Auditor general says oil and gas commission hasn’t ensured companies will pay cleanup costs.
The polluter-pay approach isn’t working in British Columbia’s oil and gas patch.
The province’s energy regulator hasn’t secured enough money from companies to cover the estimated $3-billion cleanup costs for 10,672 inactive oil and gas sites, says a new report by B.C. auditor’s general.
But that’s only the beginning of a long list of deficiencies in the B.C. Oil and Gas Commission’s approach to managing the rising environmental and financial risks posed by inactive wells, pipelines and other industry infrastructure, according to the report by Auditor General Carol Bellringer.
In addition to not collecting enough security deposits, the regulator has failed to demand that operators decommission inactive wells in a timely fashion due to “gaps” in legislation.

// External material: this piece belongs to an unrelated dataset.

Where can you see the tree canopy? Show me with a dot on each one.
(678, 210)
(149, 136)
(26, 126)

With no legal requirement to clean up old wells, the industry has predictably let the number of inactive wells grow from 3,800 to 7,474 between 2007 and 2018.
“The increase in the numbers is significant,” Bellringer said during a Vancouver news conference.
Unlike North Dakota where industry has two years to clean up a well once it stops producing, B.C. has no defined time limits.
The government has promised to introduce changes shortly.
The report noted that the province’s Orphan Site Reclamation Fund is effectively bankrupt.
The number of orphaned sites abandoned by insolvent operators has grown from 45 wells in 2015 to 326 wells today.
According to the regulator estimates, it costs an average $370,000 to cement and reclaim a well.
As a result the agency could face more than $120 million in cleanup costs for the 326 orphaned wells. The fund’s operating budget for 2017/18 was $5.3 million.